Yes! You can cancel your subscription at any time and restart when you're ready to return. There's no penalty for pausing, and you can reactivate your account at anytime. When you return, we'll work to match you with your previous therapist if they're available, or find you a new therapist if needed. Many clients take breaks between therapy periods as they practice new skills or experience life changes, then return when they need additional support. Your account remains in our system, making it easy to resume services whenever it's right for you.
Can my employer see that I'm using therapy services in Tennessee?
No, your employer cannot see that you're using Grouport unless you tell them. Even if you're using employer-provided insurance for reimbursement, HIPAA laws prevent insurers from sharing details about your mental health care with your employer. Your employer might see that you filed an insurance claim for "mental health services," but they won't see provider details, session notes, or any information about your care. If you're paying out-of-pocket or using an HSA/FSA, there's no connection to your employer at all beyond the general use of benefits.
Do you treat children or only adults in Tennessee?
Grouport serves teens/adolescents (ages 11+), adults, couples, and families. Our teen therapy program consists of group therapy, individual therapy, and family therapy, or a combination based on what’s appropriate and the level of care your teen needs. So teens often combine group therapy + individual therapy at the level that meets their needs or they do our intensive outpatient program for more acute needs.

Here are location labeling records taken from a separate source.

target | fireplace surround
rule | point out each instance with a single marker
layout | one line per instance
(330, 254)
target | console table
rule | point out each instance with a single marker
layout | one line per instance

Group Therapy Across All of Tennessee

Counties

Anderson County
Bedford County
Benton County
Bledsoe County
Blount County
Bradley County
Campbell County
Cannon County
Carroll County
Carter County
Cheatham County
Chester County
Claiborne County
Clay County
Cocke County
Coffee County
Crockett County
Cumberland County
Davidson County
Decatur County
DeKalb County
Dickson County
Dyer County
Fayette County
Fentress County
Franklin County
Gibson County
Giles County
Grainger County
Greene County
Grundy County
Hamblen County
Hamilton County
Hancock County
Hardeman County
Hardin County
Hawkins County
Haywood County
Henderson County
Henry County
Hickman County
Houston County
Humphreys County
Jackson County
Jefferson County
Johnson County
Knox County
Lake County
Lauderdale County
Lawrence County
Lewis County
Lincoln County
Loudon County
McMinn County
McNairy County
Macon County
Madison County
Marion County
Marshall County
Maury County
Meigs County
Monroe County
Montgomery County
Moore County
Morgan County
Obion County
Overton County
Perry County
Pickett County
Polk County
Putnam County
Rhea County
Roane County
Robertson County
Rutherford County
Scott County
Sequatchie County
Sevier County
Shelby County
Smith County
Stewart County
Sullivan County
Sumner County
Tipton County
Trousdale County
Unicoi County
Union County
Van Buren County
Warren County
Washington County
Wayne County
Weakley County
White County
Williamson County
Wilson County

Cities

Nashville
Memphis
Knoxville
Chattanooga
Clarksville
Murfreesboro
Franklin
Jackson
Johnson City
Bartlett
Hendersonville
Kingsport
Collierville
Cleveland
Smyrna
Brentwood
Germantown
Columbia
Lebanon
Gallatin
Cookeville
La Vergne
Mount Juliet
Oak Ridge
Maryville
Morristown
Farragut
Shelbyville
Sevierville
Bristol

Zip Codes

37203, 37209, 37211, 37214, 37217, 37221, 38103, 38104, 38111, 38116, 38117, 38125, 38133, 38134, 38138, 38139, 37902, 37909, 37912, 37916, 37917, 37918, 37919, 37920, 37921, 37922, 37923, 37931, 37402, 37405, 37411, 37412, 37040, 37042, 37128, 37129, 37130, 37167, 37064, 37067, 37069, 37601, 37604, 37615, 38119, 37043, 37660, 37664, 38120, 38118, 37075, 37076, 38109, 37701, 37760, 37814, 37643, 38135, 37311, 37160, 37801, 37803, 37777, 37087, 37090, 37086, 37830, 37831, 37055, 37037, 38017, 38018, 37312, 37934, 37073, 37110, 37127, 37620

If you have an address in Tennessee, Grouport can serve you regardless of your ZIP code.

Ready To Get Started?

Let’s find the right therapist match for you, so you can get consistent & effective care.